Uma onda de solidariedade e reflexão
Artistas como Taís Araújo, Lázaro Ramos, Elza Soares (em perfil administrado por sua família) e Emicida manifestaram solidariedade. Emicida escreveu:
“Respeito máximo à Leilah por colocar o coração na mesa. Respeito ao Serginho por reconhecer que nem sempre a gente sabe como agir. Esse é o caminho: diálogo, humildade e disposição para evoluir.”
Especialistas em psicologia e sociologia também aproveitaram a repercussão para ressaltar que a saúde mental de artistas negros costuma ser negligenciada, pois se espera deles uma resiliência infinita — uma cobrança que destrói.
O debate sobre representatividade e escuta ativa
O episódio expôs algo maior que um possível mal-entendido: a dificuldade da sociedade brasileira de lidar com a vulnerabilidade alheia.
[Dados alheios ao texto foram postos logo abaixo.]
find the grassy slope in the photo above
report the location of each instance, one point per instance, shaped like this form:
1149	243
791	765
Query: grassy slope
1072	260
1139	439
Para muitos, quando pessoas negras expressam sofrimento, há uma tendência a responder com frases como “não pense nisso” ou “não deixe te atingir”, em vez de simplesmente acolher.
A pesquisadora e professora de sociologia Elisa Azevedo comentou em um artigo que viralizou:
“A fala de Leilah é o grito de uma geração que se vê obrigada a parecer forte o tempo todo. E a reação desconfortável mostra que ainda não sabemos escutar sem nos sentirmos atacados.”
Próximos passos
Segundo a produção do Altas Horas, há planos para convidar Leilah Moreno novamente, dessa vez em um formato que permita um diálogo mais amplo sobre preconceito, saúde mental e desigualdade. A ideia seria trazer também outros artistas para compartilhar vivências e propor caminhos de transformação.
Leilah, por sua vez, afirmou que seguirá fazendo da sua arte e da sua história instrumentos de conscientização. Em suas palavras:
“Se minha dor pode inspirar outras pessoas a falar, então tudo isso terá valido a pena.”
Uma lição para todos
O episódio no Altas Horas não foi apenas um momento de televisão. Foi um espelho que refletiu as feridas abertas do Brasil — e também uma oportunidade para que se aprenda que empatia não é calar a dor do outro com frases de efeito, mas simplesmente sentar ao lado, escutar e reconhecer.
Enquanto isso, fãs e colegas seguem enviando mensagens de carinho, desejando que Leilah encontre força e serenidade para continuar sua jornada — e que o país aprenda a escutar melhor aqueles que por muito tempo não foram ouvidos.